Note: We can have multiple different adaptor factories use the same customisation points with task wrapping if we like. For example, if we added an executor method that handled value and error as two functions, and wanted to build a variant-based one on top, we could combine and split the variant in wrapper code without having to add more customisation points to the executor.
Greediness

Greedy enqueue of work is fundamental to the GPU queuing model, among others. It is important that a work chain be able to be constructed where the knowledge of the existence of work and completion state is propagated greedily, while actual execution of work happens later. This is very different from only enqueuing work when the value is available from the previous task in the chain.
To achieve this we add a further primitive, that roughly aligns with make_promise_contract in p1054 and its logical inverse.
executor.fork

This takes a sender pushing a value type V and convert that to a value type of Token<V> where the token is an executor-defined SingleSender<V> type. The token represents the knowledge that at some point there will be a V, with enough information to know how to synchronise and obtain the value as well as its lifetime. We could, for example, encode a queue in the token for a CUDA executor. Passing a Receiver to the token's submit method will propagate the value or error from the token at the appropriate point.
We define this as a customisation point too. The trivial default for any new executor would be to pass the value through.


Free function
Customisation Point
Default implementation


Adapter fork()
SingleSender fork_customisation(Executor, Sender)
SingleSender Executor::fork(Sender)


Errors can be passed through directly, or hoisted into the asynchronous stream. An error at fork time passed in the asynchronous stream can of course be caught at the point where the token is received, rather than where tasks are ready, and simply not enqueue, forwarding it all the way to the end. In this way we have a very simple mechanism for skipping enqueue completely.
The join adapter

This is the inverse of fork. For example, the implementation might enqueue a callback into the queue associated with the incoming token that when that work completes, propagates the value.
There is no explicit customisation point necessary. Join returns an adapter that accepts a SingleSender<Token<V>> and returns a SingleSender<V>. The implementation of on_value will forward the passed SingleReceiver<V> directly to the token's submit method.


Free function
Implementation


Adapter join()
An adapter that submits its outgoing receiver to the incoming token when it arrives.

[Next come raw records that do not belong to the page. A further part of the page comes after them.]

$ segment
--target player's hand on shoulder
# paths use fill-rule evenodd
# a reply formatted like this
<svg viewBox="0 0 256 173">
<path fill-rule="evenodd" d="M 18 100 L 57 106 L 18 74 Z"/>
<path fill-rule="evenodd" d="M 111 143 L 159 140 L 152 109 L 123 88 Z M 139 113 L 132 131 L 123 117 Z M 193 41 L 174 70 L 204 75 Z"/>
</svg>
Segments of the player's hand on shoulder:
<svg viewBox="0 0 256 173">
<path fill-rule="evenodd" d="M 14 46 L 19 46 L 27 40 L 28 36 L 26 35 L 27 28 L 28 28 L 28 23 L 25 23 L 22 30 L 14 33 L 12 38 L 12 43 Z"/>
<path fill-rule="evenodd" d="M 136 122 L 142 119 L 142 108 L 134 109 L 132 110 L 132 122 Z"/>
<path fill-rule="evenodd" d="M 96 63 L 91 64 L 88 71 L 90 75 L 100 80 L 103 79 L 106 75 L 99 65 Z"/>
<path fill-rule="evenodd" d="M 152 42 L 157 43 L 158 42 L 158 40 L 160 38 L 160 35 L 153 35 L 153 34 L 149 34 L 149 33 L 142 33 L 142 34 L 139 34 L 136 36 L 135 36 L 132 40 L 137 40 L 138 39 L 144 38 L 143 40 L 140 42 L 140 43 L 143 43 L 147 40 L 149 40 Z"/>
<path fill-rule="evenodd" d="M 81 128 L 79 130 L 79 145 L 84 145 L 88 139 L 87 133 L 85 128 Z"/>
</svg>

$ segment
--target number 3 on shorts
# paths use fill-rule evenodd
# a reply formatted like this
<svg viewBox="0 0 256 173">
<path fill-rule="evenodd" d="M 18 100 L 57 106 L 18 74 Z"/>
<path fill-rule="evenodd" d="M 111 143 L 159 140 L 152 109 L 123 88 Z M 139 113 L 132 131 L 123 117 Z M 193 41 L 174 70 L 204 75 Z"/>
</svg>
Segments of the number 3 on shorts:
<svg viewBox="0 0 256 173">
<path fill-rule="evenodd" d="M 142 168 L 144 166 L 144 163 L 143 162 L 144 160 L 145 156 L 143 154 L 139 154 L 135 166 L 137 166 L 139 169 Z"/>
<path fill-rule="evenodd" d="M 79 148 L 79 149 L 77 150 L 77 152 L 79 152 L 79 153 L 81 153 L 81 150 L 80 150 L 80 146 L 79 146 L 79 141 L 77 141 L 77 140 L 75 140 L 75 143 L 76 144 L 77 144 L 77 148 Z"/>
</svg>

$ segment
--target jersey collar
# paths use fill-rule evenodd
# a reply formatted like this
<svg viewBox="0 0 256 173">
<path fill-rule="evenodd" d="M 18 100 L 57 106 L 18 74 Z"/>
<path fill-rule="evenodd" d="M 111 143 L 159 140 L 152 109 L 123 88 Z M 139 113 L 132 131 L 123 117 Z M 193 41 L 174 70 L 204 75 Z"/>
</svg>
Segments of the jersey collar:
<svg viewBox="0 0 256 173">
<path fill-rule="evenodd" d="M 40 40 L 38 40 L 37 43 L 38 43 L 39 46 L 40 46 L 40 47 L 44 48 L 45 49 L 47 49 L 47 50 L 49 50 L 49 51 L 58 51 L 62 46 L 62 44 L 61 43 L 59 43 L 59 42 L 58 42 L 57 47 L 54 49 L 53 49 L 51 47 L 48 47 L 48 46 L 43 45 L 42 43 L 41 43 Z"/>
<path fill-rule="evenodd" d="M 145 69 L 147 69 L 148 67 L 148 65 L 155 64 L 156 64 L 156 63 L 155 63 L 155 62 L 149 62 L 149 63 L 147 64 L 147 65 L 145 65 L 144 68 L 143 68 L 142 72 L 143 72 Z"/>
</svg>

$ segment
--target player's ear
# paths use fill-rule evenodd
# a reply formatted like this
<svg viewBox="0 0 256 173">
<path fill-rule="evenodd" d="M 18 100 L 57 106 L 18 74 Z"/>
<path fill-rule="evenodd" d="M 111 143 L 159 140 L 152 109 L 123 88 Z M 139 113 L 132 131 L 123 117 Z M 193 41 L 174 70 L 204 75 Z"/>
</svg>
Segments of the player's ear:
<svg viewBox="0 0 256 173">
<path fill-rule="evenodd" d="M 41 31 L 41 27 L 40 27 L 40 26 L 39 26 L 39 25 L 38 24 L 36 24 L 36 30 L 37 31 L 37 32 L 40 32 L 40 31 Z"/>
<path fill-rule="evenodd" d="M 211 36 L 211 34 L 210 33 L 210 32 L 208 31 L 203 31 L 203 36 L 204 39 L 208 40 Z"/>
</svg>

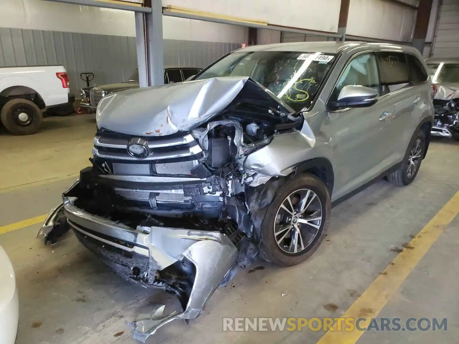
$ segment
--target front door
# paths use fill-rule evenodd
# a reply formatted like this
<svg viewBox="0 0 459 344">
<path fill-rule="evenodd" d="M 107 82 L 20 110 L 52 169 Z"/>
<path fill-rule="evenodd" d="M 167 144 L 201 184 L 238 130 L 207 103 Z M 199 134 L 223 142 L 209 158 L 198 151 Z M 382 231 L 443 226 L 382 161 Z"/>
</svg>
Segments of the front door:
<svg viewBox="0 0 459 344">
<path fill-rule="evenodd" d="M 380 85 L 376 58 L 373 53 L 360 54 L 345 67 L 330 101 L 337 99 L 347 85 L 375 89 Z M 387 158 L 387 121 L 393 110 L 387 99 L 365 108 L 343 109 L 329 113 L 328 125 L 332 133 L 335 187 L 334 200 L 371 180 L 381 172 L 378 166 Z"/>
</svg>

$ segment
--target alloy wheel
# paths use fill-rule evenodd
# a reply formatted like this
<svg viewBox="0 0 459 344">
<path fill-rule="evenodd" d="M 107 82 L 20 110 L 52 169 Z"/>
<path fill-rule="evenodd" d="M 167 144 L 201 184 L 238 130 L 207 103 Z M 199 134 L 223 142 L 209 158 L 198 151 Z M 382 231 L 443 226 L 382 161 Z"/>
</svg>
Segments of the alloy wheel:
<svg viewBox="0 0 459 344">
<path fill-rule="evenodd" d="M 294 191 L 284 200 L 274 219 L 274 236 L 286 253 L 306 250 L 319 235 L 322 221 L 322 203 L 311 190 Z"/>
<path fill-rule="evenodd" d="M 422 152 L 422 142 L 420 139 L 418 139 L 414 142 L 414 146 L 410 152 L 408 158 L 408 167 L 406 175 L 409 178 L 412 178 L 416 173 L 421 162 L 421 153 Z"/>
</svg>

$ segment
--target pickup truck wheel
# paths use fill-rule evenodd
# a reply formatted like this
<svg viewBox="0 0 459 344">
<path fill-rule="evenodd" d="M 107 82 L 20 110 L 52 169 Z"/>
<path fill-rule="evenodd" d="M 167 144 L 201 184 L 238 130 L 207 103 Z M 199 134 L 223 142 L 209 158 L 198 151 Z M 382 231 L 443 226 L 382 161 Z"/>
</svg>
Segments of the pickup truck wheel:
<svg viewBox="0 0 459 344">
<path fill-rule="evenodd" d="M 16 98 L 3 105 L 0 118 L 5 127 L 15 135 L 29 135 L 38 131 L 43 116 L 35 103 Z"/>
<path fill-rule="evenodd" d="M 306 260 L 325 237 L 330 209 L 328 190 L 315 176 L 302 174 L 286 182 L 262 223 L 262 256 L 282 266 Z"/>
<path fill-rule="evenodd" d="M 402 165 L 398 170 L 387 175 L 387 181 L 399 186 L 411 184 L 418 174 L 425 150 L 425 135 L 418 130 L 408 145 Z"/>
</svg>

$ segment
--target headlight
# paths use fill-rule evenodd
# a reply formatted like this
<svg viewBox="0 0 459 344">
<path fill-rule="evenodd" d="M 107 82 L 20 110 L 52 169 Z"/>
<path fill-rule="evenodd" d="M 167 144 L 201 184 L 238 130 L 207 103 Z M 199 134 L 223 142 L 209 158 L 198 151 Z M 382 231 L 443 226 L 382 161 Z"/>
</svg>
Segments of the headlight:
<svg viewBox="0 0 459 344">
<path fill-rule="evenodd" d="M 104 110 L 108 105 L 112 101 L 115 99 L 116 94 L 107 95 L 104 97 L 102 100 L 99 102 L 97 105 L 97 108 L 95 110 L 95 122 L 97 123 L 97 127 L 99 127 L 99 123 L 102 119 L 102 117 L 104 115 Z"/>
</svg>

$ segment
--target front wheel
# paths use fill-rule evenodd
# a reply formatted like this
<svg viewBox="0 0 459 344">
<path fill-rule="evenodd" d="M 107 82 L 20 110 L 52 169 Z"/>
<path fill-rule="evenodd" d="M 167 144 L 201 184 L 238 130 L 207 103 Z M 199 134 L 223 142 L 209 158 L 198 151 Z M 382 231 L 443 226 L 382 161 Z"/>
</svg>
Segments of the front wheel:
<svg viewBox="0 0 459 344">
<path fill-rule="evenodd" d="M 387 181 L 399 186 L 413 183 L 419 171 L 425 150 L 425 135 L 418 130 L 408 145 L 403 162 L 398 170 L 387 175 Z"/>
<path fill-rule="evenodd" d="M 278 191 L 262 223 L 262 256 L 277 265 L 296 265 L 310 257 L 325 237 L 331 209 L 324 183 L 305 174 Z"/>
</svg>

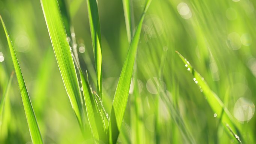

Intermediate senders/receivers

Each intermediate sender/receiver link constructed by a task constructor on the executor should, if the executor is capable of handling an async chain (that is if Token<V> != V) has for any set_value(V&&) on its interface a matching set_value(Token<V>&&).
That is that each constructed task should be able to act in both a synchronous and an asynchronous mode. Note that the words 'synchronous' and 'asynchronous' here refer to when the task is processed relative to the input value, not relative to the thread that constructs the chain. An asynchronous task may be a sequence of enqueue operations and the actual task runs much later.
The reason for handling both is that it means we can fork or not fork and use the same tasks returned from an executor. A GPU task that is not forked would be effectively synchronous in that it might cause a queue callback to the CPU after each task, a GPU task that is forked could enqueue unlimited work before a callback. Both are valid use cases, however, and the concept of switching to asynchrony using fork/join can be orthogonal in use to bulk/non-bulk, for example.
Of course it is also valid for a given task constructor on an executor to not return a valid task in a synchronous mode, or an asynchronous mode, which would be caught at compile time.
Conclusion

These changes are intended to be minimal, and just raise the executor document to a level where we can agree on fundamental laziness and integration into a higher level future model we build on top.
As first steps we can consider modifying the document as described in the introduction.
As next steps we should have a focused discussion on the precise set of task construction functions and their parameterisation. We should add task constructors that can process errors in stream and discuss whether the design of bulk is optimal.
Before	After
`executor.execute([](){doSomething()})`	`executor.execute([](){doSomething()}).submit(Receiver{})`
`auto f = executor.twoway_execute([](){return doSomething();})`	`executor.twoway_execute([](){return doSomething()}).submit(Receiver<int>{})`
`auto f = executor.then_execute([](int a){return doSomething(a);}, f')`	`executor.then_execute([](int a){return doSomething(a);}), f').submit(Receiver<int>{})`
Free functions	Customisation Point	Default implementation
`Adapter execute(void(void))`	`NoneSender execute_customisation(Executor, void(void))`	`NoneSender Executor::execute(void(void())`
`Adapter twoway_execute(T(void))`	`SingleSender<T> twoway_execute_customisation(Executor, T(void))`	`SingleSender<T> Executor::twoway_execute(T(void))`
`Adapter then_execute(T(T'))`	`SingleSender<T> then_execute_customisation(Executor, SingleSender<T'>, T(T'))`	`SingleSender<T> Executor::then_execute(SingleSender<T'>, T(T'))`